Northern European countries such as Finland and Denmark are faring relatively better in dealing with the pandemic, while COVID-19 cases and death tolls in countries located on the southern tip of the continent have reached levels far worse than the north. 

"Reasons for the reluctance to help are also historically rooted," Wang added. "During the European debt crisis, it was also the northerners that bore the cost of extending aid to debt-stricken nations in the south. Now that they are again asking for help due to the coronavirus havoc, the northerners are finding themselves apathetic to the notion."

But antipathy to the rescue plan was not just rife within donor countries. It also existed at the receiving end of the fund. The Italian public also did not welcome such a relief package because it came with attachments that would constrain the country's fiscal policies, Wang said.
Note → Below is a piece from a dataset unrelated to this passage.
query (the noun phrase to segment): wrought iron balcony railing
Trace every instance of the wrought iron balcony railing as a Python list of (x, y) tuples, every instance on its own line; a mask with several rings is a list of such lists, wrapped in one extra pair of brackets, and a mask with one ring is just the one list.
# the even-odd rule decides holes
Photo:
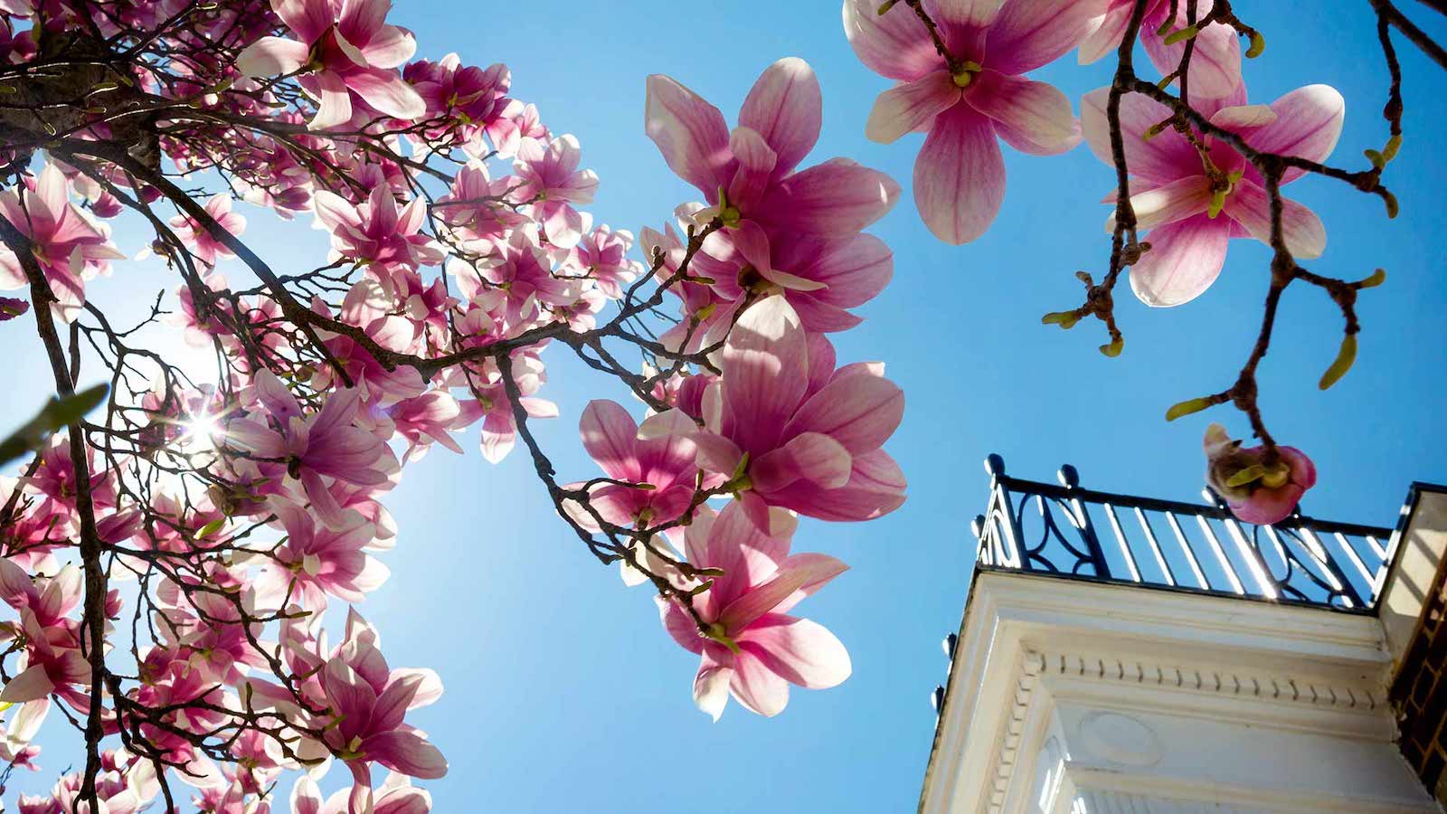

"The spread of COVID-19 has further magnified the north-south gap," said Wang. "On the one hand, the southern states have higher population density and their citizens are more inclined to emphasize individual freedoms. On the other hand, governments of these countries are not regulating their fiscal policies as strictly as the northerners, while the small-government style in the south is also impeding effective response to the coronavirus."

On top of that, a crack between eastern and western Europe has also captured attention. The additional demand that a rule of law conditionality be added to the deal aggravated the already tensed ambiance during the summit. Both Hungary and Poland had once threatened to veto the package, and Polish Prime Minister Mateusz Morawiecki went so far as to rail against the "Frugals," calling them "a group of stingy, egotistic states" that looked at things through the prism of their own interests.

Though both sides eventually met halfway on the issue, the EU's authority was profoundly weakened and the rift on shared values has proven to be increasingly apparent, said Wang. 

All these are proof of a growing disapproval for the bloc's mechanisms, he said, adding that citizens of the member states are becoming less identified with the EU.

While fulfillment of the landmark deal has shown a sign of unity and seems to have dealt serious blows to euro-skepticism, the damages caused by the pandemic are non-negligible. 

"COVID-19 fears have fueled xenophobia in countries that are less affected by the disease," said Wang. "Initially this bigotry was only directed at Asians, but now we are also seeing those feelings among Europeans from different countries. That leaves room for the rise of both populism and euro-skepticism."